Well, I was… until I read guess who is dead last (130th best) in defensive Explosion plays allowed?
And guess who has an uneven O, although an O that does (somehow) still manage to hit for power when it’s not too busy getting in its very own, way? The former is us Hokie nation and the later is this U.n.c. crew.
Or in other words… you allow this very uneven U.n.c. club to hang around, cross their hosting Rubicon Line, and you will suddenly find yourself playing a game of O&M hangman come the final ~10 minutes or so of scrumming. Go ahead and put your cleats in these Heel’s throat(s) early and often and soften them up for later on.
So, I someone did some checking around… and was (eventually) able to construct two foreseeable scenarios. One is that De.Divine does not play and this brings all that major HR hitting capability of U.n.c. into league with giving V.Tech a real live fit down in Chapel Hill on Saturday night. Think: the Hokies win about 50-55 minutes of the game, and yet give up about 2-3 actual gameplay minutes of BIG plays and well… the final handful of minutes or so are gonna be a bitch.
The other one is that… someone did like what they found post-game after taking the N.Dame L.
Unlike the nonpareil upsetting and just downright gutless L @hometown fun OverDoseU, our team’s meta-communicating was singing a very different applied sports-psych clinical song after the Irish Potato Famine.

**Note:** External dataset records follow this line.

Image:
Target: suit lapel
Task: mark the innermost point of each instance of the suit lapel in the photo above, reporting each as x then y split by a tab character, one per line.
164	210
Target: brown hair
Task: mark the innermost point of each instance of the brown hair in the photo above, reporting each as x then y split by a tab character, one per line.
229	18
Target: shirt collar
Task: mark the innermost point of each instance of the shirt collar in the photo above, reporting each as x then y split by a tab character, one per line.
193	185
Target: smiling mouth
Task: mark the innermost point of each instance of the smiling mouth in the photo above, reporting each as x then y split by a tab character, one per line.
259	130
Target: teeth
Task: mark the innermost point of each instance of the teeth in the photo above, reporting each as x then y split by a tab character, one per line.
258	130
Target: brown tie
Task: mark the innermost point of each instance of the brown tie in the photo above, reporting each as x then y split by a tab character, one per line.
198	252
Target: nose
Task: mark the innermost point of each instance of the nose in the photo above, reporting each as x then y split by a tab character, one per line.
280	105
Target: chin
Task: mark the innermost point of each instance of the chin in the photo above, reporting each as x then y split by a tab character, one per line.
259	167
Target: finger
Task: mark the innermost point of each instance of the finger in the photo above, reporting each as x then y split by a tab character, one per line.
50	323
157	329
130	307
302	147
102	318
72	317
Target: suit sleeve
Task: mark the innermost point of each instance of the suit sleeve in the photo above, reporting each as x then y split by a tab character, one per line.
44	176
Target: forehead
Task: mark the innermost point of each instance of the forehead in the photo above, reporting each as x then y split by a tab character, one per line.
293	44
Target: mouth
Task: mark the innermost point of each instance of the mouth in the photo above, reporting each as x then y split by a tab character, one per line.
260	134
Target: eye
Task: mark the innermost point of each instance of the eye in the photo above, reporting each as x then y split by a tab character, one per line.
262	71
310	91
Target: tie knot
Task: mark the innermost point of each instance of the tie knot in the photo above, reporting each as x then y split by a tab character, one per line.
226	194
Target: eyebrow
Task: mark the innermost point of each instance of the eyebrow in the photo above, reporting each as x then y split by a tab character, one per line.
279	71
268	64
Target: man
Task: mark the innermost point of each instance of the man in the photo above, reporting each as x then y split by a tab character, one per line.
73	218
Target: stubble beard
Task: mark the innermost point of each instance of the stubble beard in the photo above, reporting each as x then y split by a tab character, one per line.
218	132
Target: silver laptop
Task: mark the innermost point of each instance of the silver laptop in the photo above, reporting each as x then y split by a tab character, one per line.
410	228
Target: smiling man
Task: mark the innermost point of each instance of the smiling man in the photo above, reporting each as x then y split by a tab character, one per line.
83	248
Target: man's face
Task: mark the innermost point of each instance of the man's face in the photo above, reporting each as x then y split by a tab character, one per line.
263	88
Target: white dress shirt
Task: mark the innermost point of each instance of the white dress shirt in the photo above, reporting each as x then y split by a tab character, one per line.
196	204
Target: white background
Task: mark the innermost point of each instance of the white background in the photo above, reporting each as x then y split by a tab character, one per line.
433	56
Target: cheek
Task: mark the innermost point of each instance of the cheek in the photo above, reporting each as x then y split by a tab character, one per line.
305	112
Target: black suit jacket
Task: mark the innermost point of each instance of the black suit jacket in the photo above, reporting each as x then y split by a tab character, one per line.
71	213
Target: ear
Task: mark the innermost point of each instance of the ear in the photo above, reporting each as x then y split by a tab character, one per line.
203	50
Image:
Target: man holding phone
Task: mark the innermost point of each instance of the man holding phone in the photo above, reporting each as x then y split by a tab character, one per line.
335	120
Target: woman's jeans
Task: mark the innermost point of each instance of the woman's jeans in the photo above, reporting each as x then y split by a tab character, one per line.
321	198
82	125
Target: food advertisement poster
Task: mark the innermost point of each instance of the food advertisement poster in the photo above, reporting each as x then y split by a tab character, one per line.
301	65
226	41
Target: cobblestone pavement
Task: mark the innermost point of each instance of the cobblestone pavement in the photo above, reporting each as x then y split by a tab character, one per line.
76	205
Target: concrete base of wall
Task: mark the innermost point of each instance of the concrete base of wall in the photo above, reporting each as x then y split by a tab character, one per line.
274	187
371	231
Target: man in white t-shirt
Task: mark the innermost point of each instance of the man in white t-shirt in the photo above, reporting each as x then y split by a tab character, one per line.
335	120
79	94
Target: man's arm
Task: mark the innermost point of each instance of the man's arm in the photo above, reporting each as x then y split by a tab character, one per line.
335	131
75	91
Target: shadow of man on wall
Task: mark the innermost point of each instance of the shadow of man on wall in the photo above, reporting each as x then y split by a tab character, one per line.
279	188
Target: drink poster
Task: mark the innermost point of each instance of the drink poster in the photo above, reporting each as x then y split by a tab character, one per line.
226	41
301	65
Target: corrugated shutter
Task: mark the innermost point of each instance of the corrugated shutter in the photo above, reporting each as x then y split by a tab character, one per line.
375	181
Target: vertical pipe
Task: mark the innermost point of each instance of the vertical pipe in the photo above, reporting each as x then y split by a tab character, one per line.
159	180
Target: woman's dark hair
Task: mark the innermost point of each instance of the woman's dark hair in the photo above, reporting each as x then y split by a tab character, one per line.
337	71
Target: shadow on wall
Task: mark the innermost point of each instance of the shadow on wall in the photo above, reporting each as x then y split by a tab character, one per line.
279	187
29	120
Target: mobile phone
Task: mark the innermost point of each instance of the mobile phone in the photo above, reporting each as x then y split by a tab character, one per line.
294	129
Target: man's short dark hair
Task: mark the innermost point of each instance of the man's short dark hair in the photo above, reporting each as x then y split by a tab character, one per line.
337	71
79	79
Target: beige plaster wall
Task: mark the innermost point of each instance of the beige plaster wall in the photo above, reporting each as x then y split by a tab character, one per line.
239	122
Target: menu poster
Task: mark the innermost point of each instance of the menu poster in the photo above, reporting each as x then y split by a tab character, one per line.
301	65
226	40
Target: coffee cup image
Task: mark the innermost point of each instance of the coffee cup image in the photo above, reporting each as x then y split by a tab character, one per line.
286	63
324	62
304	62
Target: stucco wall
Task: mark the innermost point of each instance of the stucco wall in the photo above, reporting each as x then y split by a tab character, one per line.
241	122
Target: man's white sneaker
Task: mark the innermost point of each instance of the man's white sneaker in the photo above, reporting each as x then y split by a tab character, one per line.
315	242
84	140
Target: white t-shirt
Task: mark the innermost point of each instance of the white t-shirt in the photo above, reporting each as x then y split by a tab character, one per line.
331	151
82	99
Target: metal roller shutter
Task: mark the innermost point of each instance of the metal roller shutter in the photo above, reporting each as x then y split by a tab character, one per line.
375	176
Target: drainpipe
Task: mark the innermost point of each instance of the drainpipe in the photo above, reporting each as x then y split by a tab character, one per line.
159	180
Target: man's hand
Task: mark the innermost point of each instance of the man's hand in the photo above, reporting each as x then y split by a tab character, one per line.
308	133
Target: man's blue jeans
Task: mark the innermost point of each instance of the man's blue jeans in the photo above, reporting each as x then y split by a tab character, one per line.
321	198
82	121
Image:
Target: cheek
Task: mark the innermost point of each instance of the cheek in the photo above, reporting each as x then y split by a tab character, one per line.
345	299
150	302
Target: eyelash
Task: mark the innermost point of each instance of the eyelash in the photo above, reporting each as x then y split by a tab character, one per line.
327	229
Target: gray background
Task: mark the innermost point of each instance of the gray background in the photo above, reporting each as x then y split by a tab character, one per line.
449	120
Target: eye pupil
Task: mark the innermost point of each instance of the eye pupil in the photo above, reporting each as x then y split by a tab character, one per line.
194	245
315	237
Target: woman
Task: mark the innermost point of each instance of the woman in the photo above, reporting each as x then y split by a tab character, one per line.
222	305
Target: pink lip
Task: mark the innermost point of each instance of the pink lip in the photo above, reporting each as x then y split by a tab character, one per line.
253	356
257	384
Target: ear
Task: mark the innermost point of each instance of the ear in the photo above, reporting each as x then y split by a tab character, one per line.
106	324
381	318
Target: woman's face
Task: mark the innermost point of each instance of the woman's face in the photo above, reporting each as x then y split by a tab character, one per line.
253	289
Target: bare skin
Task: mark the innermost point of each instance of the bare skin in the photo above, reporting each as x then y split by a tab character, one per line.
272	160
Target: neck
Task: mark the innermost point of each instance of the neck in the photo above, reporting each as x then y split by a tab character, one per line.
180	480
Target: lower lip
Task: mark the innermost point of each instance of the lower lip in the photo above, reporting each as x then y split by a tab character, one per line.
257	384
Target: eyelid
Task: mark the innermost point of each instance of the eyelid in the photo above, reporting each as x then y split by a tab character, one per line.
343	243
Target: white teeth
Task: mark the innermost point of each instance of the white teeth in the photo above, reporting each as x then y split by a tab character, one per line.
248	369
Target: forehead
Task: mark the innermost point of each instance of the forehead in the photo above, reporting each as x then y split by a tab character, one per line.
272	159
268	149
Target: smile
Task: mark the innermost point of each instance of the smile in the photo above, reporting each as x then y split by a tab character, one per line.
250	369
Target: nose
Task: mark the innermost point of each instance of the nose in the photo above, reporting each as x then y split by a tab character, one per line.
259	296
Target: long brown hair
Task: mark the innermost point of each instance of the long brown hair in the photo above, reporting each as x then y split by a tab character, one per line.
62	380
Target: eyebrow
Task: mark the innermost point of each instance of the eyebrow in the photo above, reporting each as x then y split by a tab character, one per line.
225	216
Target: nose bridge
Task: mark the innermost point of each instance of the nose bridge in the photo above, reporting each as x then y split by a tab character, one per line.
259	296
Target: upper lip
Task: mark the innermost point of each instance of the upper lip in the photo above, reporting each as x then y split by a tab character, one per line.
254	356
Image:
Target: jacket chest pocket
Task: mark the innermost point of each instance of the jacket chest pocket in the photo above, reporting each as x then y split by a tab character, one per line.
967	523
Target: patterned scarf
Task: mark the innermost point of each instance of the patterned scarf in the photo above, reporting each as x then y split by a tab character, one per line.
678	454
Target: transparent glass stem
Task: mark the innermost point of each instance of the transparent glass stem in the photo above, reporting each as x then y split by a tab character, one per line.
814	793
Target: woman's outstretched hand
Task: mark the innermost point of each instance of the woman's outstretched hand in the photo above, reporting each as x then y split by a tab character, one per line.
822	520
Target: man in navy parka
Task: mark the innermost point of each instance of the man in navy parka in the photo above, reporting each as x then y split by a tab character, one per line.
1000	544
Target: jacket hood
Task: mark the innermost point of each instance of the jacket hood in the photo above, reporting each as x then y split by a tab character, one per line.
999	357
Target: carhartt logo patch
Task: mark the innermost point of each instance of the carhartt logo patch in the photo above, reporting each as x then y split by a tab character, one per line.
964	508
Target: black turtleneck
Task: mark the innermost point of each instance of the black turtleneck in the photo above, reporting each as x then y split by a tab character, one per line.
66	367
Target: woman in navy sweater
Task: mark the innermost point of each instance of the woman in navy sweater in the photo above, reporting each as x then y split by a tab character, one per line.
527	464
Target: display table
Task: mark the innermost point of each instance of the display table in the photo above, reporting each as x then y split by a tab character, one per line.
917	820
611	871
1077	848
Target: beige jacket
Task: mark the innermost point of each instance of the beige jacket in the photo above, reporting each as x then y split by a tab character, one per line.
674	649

Unlike the Monarchal dethroning -where they were infighting, then later on in disbelief, followed by being Ag.School cowed on the practice field that Tuesday- this time they seemed a little bent to me by getting beat. They did not wanna hear any “rah-rah-sis-boom-bah” modern 2018 every girl is big and beautiful, “you played a good game” horse-hockey nonsense.
They were a bit salty, they even seemed afoul that they actually did get beat. Like they felt they at least could have won; and that the next (redemptive) game could not start soon enough. That I like. A cultural paradigm shift, …fingers, eyes, and toes all crossed here.
NOW… as caveats go… I’ma not saying I find this year no.1 cultural hygiene gone latent/laggard year no.3 cultural intercalation -and then disagreeable/bucking cultural reformating- to be savory; I’m not saying I see it as a finished product yet, either.
I am saying that I see it as a Work In Progress in accountancy terms. And methinks that…
our culture >>> their culture
Even if our culture is still upset susceptible— I do expect that our culture (eventually) rises up and gives the better cultural accounting of itself, here.
The only question is by how much?
Is that by a ½ play to a full play… late?
Or is that by two or three plays sooner than later?